In his statutory proposal, the central Pennsylvania lawmaker creates a two-percent sales-and-use tax that each county would collect and distribute to its school districts. This levy would apply to food and clothing, which the commonwealth currently does not subject to its six percent sales tax. The bill also permits school districts to charge residents an income tax of up to 1.85 percent in addition to the 3.07 percent income tax that Pennsylvanians pay to the state.
Residents have long complained of burdensome real estate taxes and lawmakers have responded over several decades with numerous attempts to move the school funding system away from reliance on property owners. So far, however, reforms have failed to deliver meaningful, widespread relief, and some limited government advocates observe that while restructuring the state’s school funding scheme changes who pays how much, it doesn’t affect education’s overall cost.

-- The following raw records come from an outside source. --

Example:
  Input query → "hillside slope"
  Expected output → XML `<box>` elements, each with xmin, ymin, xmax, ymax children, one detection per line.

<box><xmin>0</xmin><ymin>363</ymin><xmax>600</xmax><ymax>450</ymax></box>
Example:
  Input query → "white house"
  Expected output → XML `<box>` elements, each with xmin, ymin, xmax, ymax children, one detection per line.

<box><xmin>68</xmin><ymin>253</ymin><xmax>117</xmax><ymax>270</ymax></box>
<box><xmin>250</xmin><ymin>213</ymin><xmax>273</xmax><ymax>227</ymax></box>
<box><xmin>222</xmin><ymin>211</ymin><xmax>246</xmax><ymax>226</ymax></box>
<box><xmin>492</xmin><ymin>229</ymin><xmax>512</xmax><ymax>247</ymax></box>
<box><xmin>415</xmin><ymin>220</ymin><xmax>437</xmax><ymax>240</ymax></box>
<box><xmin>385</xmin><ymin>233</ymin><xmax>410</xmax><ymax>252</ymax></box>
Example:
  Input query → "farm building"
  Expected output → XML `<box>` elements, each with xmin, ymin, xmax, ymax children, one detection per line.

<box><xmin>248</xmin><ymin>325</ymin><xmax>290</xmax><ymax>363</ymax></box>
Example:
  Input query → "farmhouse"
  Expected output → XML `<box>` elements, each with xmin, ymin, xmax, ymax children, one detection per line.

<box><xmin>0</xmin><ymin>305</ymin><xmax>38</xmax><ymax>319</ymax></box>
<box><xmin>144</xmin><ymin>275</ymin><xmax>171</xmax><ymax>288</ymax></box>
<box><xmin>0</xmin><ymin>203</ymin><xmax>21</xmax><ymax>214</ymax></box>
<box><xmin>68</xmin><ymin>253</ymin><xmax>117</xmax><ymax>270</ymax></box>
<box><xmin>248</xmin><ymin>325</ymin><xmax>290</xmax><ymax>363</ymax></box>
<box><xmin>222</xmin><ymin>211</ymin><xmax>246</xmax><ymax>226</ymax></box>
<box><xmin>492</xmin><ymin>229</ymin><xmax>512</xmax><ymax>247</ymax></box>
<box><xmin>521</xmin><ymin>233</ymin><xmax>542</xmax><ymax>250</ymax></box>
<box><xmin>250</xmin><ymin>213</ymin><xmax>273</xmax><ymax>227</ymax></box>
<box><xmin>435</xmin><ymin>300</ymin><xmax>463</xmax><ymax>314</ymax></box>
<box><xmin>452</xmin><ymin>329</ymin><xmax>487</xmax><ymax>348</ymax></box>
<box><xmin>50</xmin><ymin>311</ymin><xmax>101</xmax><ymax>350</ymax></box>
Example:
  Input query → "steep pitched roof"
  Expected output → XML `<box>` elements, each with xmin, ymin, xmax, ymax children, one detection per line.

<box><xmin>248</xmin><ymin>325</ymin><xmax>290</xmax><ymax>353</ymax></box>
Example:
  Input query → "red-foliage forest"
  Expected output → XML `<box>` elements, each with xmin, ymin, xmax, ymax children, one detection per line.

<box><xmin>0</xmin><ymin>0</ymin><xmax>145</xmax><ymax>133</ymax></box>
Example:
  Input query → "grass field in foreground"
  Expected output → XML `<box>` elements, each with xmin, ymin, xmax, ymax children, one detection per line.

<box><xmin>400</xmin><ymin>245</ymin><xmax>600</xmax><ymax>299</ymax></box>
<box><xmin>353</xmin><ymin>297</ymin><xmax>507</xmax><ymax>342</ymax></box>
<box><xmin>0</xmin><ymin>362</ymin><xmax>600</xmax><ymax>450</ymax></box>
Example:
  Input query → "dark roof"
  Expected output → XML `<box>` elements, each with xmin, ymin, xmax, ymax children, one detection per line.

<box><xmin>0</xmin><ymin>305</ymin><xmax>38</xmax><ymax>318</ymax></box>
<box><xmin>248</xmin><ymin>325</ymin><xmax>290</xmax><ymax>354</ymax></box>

“There’s always tradeoffs to it … ,” Eric Montarti, research director at the Allegheny Institute for Public Policy, told The Pennsylvania Daily Star. “Sure, you do hear a lot of frustration about property taxes, especially property taxes for schools. But when it comes time to put the revenue generation on another source, will taxpayers go for it?”
In the past, they have not: In 2006, then-Governor Ed Rendell (D) and the Republican-controlled legislature enacted Act 1, which expanded property tax rebates and limited the extent to which school districts could increase real estate taxes without seeking voter approval by referenda. The act also posed a statewide ballot question to voters in spring 2007 as to whether they wanted to replace school property taxes with local income taxes. Majorities in nearly every school district answered with a resounding “no.”
Still, the portion of Pennsylvania’s K-12 education funding that gets financed via real estate taxes is massive at around $15 billion annually, and insofar as state officials have implemented no major cost-cutting measures, politicians continued to suggest tax shifts. As part of his first budget, Governor Tom Wolf (D) suggested reducing property taxes in exchange for higher income and sales taxes — a deal at which the GOP-led general assembly balked.
Five years ago, lawmakers asked residents for approval of a measure to change the state constitution so that legislators could write a statute to exempt homeowners from all property taxes. Fifty-four percent of voters supported that amendment, but enabling legislation to deliver actual tax relief has not been enacted.